Court Opinion

ID: 5452892
Source: CourtListenerOpinion
Date Created: 2022-01-08 19:32:52.964837+00
Date Added: 2024-06-11T08:32:32.244195
License: Public Domain

TEMPLE, J.-
— These two cases were tried together and by stipulation a joint appeal is taken from the judgment and order denying a new trial. Plaintiff objects to the statement on the motion for a new trial on the ground that it is not authenticated as required by law. The certificate of the judge settling the statement is as follows:
“The foregoing statement is settled by adding thereunto the amendments of plaintiff on April 20th, 1869.”
It does not appear in any way that the amendments alluded to have ever been added as directed or that the statement in the transcript is the engrossed statement on motion for a new trial; on the contrary, the plain inference from the language of the certificate is that the statement to which it is appended does not include the proposed amendments, but they are still to be incorporated therewith before the judge would add the certificate required by the Practice Act. The certificate in the record would be entirely inappropriate in the engrossed statement which would include the amendments.
The Practice Act requires (section 195) that the statement when not agreed to shall be settled by the judge, and shall be accompanied by his certificate that ‘ ‘ the same has been allowed by him and is correct.” By no possible construction can the certificate in this ease be held equivalent to that required by the Practice Act. It may be, as a matter of fact, that the statement in the record is the engrossed statement upon which the motion for a new trial was heard. But the only evidence of that fact we are at liberty to notice is the certificate required by the statute or the stipulation of the parties, neither of which is shown by the transcript.

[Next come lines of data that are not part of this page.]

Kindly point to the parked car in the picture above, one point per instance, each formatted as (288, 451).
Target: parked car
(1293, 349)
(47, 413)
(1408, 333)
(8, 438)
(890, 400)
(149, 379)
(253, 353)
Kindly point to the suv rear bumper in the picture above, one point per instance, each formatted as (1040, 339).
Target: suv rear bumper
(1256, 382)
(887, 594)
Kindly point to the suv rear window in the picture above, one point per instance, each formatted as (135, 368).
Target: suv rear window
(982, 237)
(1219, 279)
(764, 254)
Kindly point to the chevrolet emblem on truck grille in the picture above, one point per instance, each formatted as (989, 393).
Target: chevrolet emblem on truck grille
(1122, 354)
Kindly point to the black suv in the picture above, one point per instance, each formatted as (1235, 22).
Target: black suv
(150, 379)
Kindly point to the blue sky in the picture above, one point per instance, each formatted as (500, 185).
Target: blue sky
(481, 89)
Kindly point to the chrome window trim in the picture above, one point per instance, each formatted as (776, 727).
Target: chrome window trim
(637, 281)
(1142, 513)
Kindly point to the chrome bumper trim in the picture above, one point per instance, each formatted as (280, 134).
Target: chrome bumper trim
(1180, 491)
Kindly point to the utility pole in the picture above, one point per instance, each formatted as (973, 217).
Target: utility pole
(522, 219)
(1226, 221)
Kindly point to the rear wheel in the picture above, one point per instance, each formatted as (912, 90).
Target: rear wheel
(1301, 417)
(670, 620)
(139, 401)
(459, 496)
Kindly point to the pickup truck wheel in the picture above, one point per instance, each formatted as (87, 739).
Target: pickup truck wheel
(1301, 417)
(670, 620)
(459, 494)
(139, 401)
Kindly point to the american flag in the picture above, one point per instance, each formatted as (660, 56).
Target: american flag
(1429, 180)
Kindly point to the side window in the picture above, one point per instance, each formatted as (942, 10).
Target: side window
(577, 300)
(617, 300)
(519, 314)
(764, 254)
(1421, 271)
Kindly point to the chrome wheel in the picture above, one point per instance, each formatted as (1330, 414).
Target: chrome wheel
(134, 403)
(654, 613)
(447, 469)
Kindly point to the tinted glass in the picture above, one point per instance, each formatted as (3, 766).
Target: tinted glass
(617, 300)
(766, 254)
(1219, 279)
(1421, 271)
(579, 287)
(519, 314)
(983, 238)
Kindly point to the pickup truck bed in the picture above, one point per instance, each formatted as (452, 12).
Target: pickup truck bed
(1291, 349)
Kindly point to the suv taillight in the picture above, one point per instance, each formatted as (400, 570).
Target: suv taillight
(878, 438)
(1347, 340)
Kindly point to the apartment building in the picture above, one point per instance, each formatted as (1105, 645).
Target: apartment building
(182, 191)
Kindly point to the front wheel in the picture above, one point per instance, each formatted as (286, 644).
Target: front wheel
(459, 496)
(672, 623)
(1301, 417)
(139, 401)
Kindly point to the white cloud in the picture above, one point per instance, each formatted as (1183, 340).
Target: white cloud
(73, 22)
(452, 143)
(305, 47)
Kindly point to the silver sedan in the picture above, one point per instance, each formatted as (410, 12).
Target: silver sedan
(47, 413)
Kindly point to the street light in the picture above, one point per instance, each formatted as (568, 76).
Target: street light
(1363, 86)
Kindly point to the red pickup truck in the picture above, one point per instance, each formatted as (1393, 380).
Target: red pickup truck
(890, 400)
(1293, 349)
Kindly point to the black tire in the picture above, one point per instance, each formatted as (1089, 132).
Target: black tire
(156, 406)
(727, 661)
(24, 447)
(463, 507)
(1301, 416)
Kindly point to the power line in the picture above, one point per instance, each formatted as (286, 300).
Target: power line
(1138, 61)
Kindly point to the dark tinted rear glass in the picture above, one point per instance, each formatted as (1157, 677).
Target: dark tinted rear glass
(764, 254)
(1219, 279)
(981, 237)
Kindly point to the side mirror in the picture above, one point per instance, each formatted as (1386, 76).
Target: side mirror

It is thus: There is a stipulation signed by the attorneys of the plaintiff to the effect that the two appeals may be *573heard together “the same as they were tried and as shown on the statement on motion for new trial,” but the stipulation is not attached to the statement and does not identify it in any way, nor does it show that it has been settled or agreed to as required by law, and is not in substance even the stipulation contemplated by the one hundred and ninety-fifth section of the Practice Act.
The judgment-roll discloses no error and the judgment and order are affirmed.
We concur: Wallace, J.; Rhodes, C. J.; Sprague, J.; Crockett, J.